Hücre ile peritübülar mesafe arasında iyon
taşınmasında çok fazla değişiklik olması, bazal membran
genişlemelerine; hücrede enerji için gerekli olan ATP'nin
azalması ise mitokondriyal bozulmalara neden
olmaktadır18. Böbrek tübüllerinde, özellikle proksimal
tübülde, STZ ve sitokinlerin iNOS'u artırması, böbrek
dokularındaki pek çok patolojik değişikliğin NO ile ilgili
olabileceğine işaret etmektedir13. Apoptozis sürecinde
kaspazlar önemli bir yer tutmakta ve pek çok hücrede inaktif proenzim formunda yaygın bir şekilde
bulunmaktadırlar. Ancak bir kez aktive olduklarında bir
proteaz kaskadının başlamasına izin veren diğer
prokaspazları aktive edebilirler. Bir kaspazın diğer
kaspazı aktive edebildiği bu proteolitik kaskat, apoptotik
sinyal yolaklarını uyararak hücrelerin hızlı bir şekilde
ölümüne neden olur. Kaspazlar spesifik olarak, bir
Asparajin rezidüsü icin mutlak gerekli substratlarında bir
tetrapeptid sekansını tanır ve parçalar. Efektor kaspazlar
substratların bir bölümü üzerinde etki ederek hücresel
proteinlerin proteolizisine ve apoptozis aracılığı ile
ölümüne neden olurlar. En iyi tanımlanmış olan kaspaz
substratı, DNA onarımında rol alan bir çekirdek proteini
poly-(ADP-riboz) polimeraz (PARP)'dır. PARP spesifik
kaspaz parçalanması için hedeflenmiş başlangıç
proteinlerinden biridir19. PARP, DNA tamirinden
sorumlu nükleer enzim olup aşırı aktive olursa apoptoz
ve nekroza sebep olur20. Bu mantığa dayalı olarak
yapılan bir çalışmada PARP'ın inhibe edildiği farelerde,
kontrol farelere göre septik şokun prognozunun daha iyi
seyrettiği görülmüştür. Septik şok bakteriyel
lipopolisakkaritlere bir yanıttır. Bu durumda makrofajlar
aktive olur. Birçok interlökinin eksprasyonu iNOS'u aktive
eder. Bu inflamasyon sonucu oluşan reaktif oksijen
ürünleri DNA ile reaksiyona girer. Bunun sonucunda
endotel hücrelerinin DNA sarmalları kırılır. Bu durum
PARP'in aşırı aktivitesine neden olarak, geniş
kanamalarla birlikte endotel hücrelerini ölüme götürür21.

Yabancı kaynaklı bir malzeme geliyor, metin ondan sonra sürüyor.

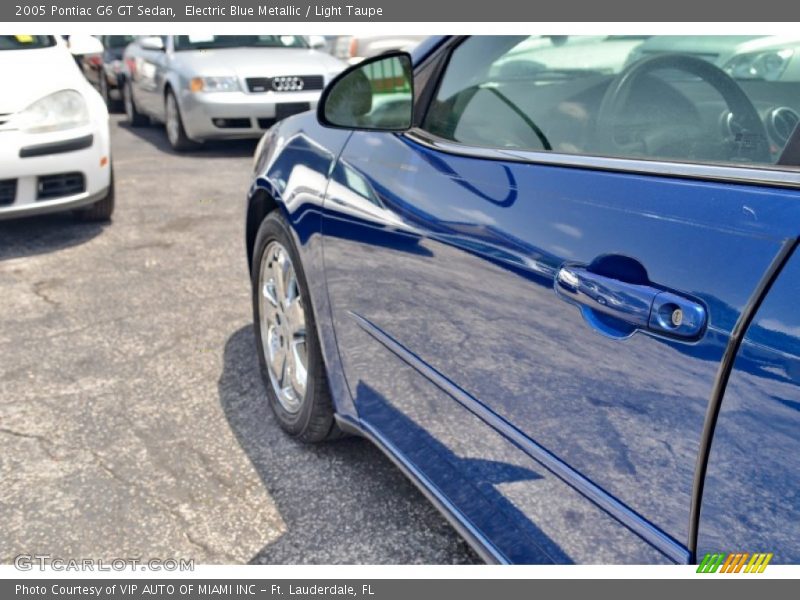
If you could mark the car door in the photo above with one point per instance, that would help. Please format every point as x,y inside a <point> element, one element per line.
<point>550,268</point>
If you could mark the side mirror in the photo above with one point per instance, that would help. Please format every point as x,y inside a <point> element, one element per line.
<point>152,42</point>
<point>377,94</point>
<point>81,45</point>
<point>317,42</point>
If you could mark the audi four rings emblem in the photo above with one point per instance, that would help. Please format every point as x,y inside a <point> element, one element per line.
<point>287,84</point>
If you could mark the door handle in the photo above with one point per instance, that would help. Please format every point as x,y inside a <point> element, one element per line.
<point>642,306</point>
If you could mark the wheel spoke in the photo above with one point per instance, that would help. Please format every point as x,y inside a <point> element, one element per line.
<point>297,318</point>
<point>298,373</point>
<point>280,266</point>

Diyabet, dokularda serbest radikalleri ve lipid
peroksidasyonunu artırması nedeniyle hücrelerin
apoptoza gidişini patolojik düzeyde artırmaktadır16.
Yaptığımız çalışmada diyabetik böbrek hasarının
oluşumu ile iNOS ve PARP ekspresyonu arasında
anlamlı bir ilişki olduğu görüldü. Diyabetik böbreklerde
iNOS ve PARP immunreaktivitelerinin artmasının, SOR
ve apoptotik mekanizmalarla hasar oluşumuna sebep
olan diyabet için beklenebilir bulgular olduğu ve litaretür
bilgileri ile de tamamen uyumluluk arzettiği görüldü.
Sonuç olarak bu çalışma ile apoptoz ve hücre
sağkalımının hücresel mekanizmalarının ortaya konması
ile diyabetik nefropati gibi pek çok hastalığın tedavisinde
yeni tedavi stratejilerinin geliştirilmesine yönelik
çalışmaların güncelleştirilebileceği kanaatine varılmıştır.